En toute chose, combiner le jour et la nuit. En toute occasion, mêler l’un avec l’autre, les faire se rejoindre. Le jour, la construction, la structure, la permanence et l’effort. La nuit, le retrait, l’écart, l’imagination. Son existence entière, CHEVAL rêva la nuit du palais qu’il édifiait le jour. CHEVAL est mort à 88 ans environ, après quelques milliers de nuits à faire des rêves plus grands que lui et quelques milliers de jours à les réaliser. Dissimulé dans un corps chétif, CHEVAL est un titan à qui l’on doit un mausolée unique en son genre. CHEVAL, c’est vingt-neuf ans de facteur à raison de 33 kilomètres de tournée quotidienne et pédestre, ce qui laisse du temps pour oublier ce que l’on sait et pour imaginer ce que l’on veut. Comme l’imagination de CHEVAL est immense, elle prend de la place et pèse lourd : pendant toutes ces années, il accumule des milliers de pierres façonnées par la nature (la « Nature » majuscule), des tonnes de roches patiemment entassées dans la journée qu’il récupère le soir avec sa brouette puis qu’il assemble entre-elles avant de couler son mortier. Il est maçon et architecte, CHEVAL. Patiemment il use son corps pour ce tombeau XXL, cette excroissance grotesque et caverneuse qui n’en finit plus de s’étendre, où sa dépouille ressuscitera, pense-t-il.
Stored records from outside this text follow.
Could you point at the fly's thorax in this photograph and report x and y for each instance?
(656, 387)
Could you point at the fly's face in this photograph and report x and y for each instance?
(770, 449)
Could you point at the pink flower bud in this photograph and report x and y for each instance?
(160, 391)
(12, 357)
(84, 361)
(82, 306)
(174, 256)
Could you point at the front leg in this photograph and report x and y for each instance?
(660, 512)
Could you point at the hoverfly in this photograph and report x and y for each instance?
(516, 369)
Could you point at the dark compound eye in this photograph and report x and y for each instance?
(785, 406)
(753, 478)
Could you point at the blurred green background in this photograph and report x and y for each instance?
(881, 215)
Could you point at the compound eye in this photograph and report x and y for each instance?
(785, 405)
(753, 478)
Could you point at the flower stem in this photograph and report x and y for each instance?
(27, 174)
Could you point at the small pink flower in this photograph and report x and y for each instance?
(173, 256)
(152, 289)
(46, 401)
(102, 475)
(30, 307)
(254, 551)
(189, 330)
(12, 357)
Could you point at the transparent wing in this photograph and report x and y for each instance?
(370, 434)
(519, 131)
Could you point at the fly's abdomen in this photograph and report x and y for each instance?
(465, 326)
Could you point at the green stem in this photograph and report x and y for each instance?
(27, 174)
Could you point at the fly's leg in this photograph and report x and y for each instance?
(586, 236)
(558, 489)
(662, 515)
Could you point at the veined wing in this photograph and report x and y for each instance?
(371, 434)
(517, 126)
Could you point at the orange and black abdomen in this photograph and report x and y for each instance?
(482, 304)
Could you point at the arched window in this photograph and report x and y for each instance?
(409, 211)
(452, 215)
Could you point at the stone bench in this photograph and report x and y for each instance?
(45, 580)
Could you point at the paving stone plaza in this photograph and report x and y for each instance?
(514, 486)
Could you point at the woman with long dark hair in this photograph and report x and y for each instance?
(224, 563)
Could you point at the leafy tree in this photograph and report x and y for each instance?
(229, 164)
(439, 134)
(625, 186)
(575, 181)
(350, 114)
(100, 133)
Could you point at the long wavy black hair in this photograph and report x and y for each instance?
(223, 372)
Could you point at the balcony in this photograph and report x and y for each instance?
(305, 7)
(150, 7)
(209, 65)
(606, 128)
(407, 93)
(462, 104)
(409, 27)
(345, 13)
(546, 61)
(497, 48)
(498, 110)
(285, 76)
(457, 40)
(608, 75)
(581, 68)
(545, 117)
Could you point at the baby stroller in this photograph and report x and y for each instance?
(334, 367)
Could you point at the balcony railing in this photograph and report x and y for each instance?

Il construit, CHEVAL et il nomme tout ce qu’il crée : Grottes du pélican, du cerf, de la biche et du pharaon, des pierres, phénix, pieuvre, animal marin, Gaulois, galerie des sculptures au temps primitif, temple Hindou, chalet suisse, galerie où le songe devient la réalité, maison blanche, maison carrée d’Alger, château au Moyen-Âge, mosquée, colonnes barbaresques, niche de la brouette, tombeau du druide, Trois géants (César, Vercingétorix, Archimède) et la tour de Barbarie, niche aux hirondelles, niche des laveuses, bassin et cascades, grotte de saint-Amédée, source de la sagesse, tombeau égyptien, tombeau romain antique, Temple de la Nature, tonnelle, belvédère, cadran de la vie, Musée anti-diluvien.

Le Palais idéal du facteur Cheval, illustration de Jack Tezam.
Le Palais idéal du facteur Cheval, illustration de Jack Tezam.

Et parfois, CHEVAL dénomme aussi. Tour à tour, son palais s’appellera L’Auteur, L’Homme du Peuple, plus tard ce sera Le Temple de la Nature pour devenir le Palais idéal.

La somme des constructions semble sans fin, on les dirait assemblées une à une, suivant la fantaisie du moment. Pourtant, le cœur de son projet se trouve là dès le début : « à la mode des pharaons » comme il dit, son Tombeau égyptien côtoie la Source de vie. C’est un programme pour l’éternité. Mais l’administration, qui n’entend rien à l’éternité, refuse qu’il soit être enterré à l’endroit où son rêve a pris forme. Les morts reposent où on les plante : cimetière communal. CHEVAL est têtu, son Palais le prouve. À l’âge de 77 ans et après trente-trois ans de travail sur le Palais, il recommence pour nuit ans. C’est un mausolée XS qu’il se construit au cimetière communal. Les dernières années de sa vie passent sur ce chantier. C’est le Tombeau du Silence et du Repos sans fin, bâtit dans l’esprit du reste. Autour de lui, tout le monde est mort depuis longtemps. Son fils aîné : mort en bas âge. Sa fille : morte à quinze ans. Sa première puis sa deuxième femme : mortes aussi. Porté par son projet bigger than life, CHEVAL leur survit. Mais l’immortalité a un coût. Le corps de CHEVAL le laisse tomber six mois après l’achèvement du tombeau communal. De Charmes-sur-l’Herbasse où il naît, à Hauterives où il repose, c’est tout en Drôme (26), à 4 heures l’un de l’autre. Environ 15 kilomètres à vol d’oiseau. C’est peu mais les noms le disent bien : c’est une trajectoire ascendante. Entre les deux communes, quelques milliers de rêves ont donné chair à son Palais touffu : Travail d’un seul homme.

Illustration en noir et blanc qui représente le cheval de Troie, soit un immense cheval en bois qui surplombe une ville.
Cheval de Troie, illustration de Jack Tezam.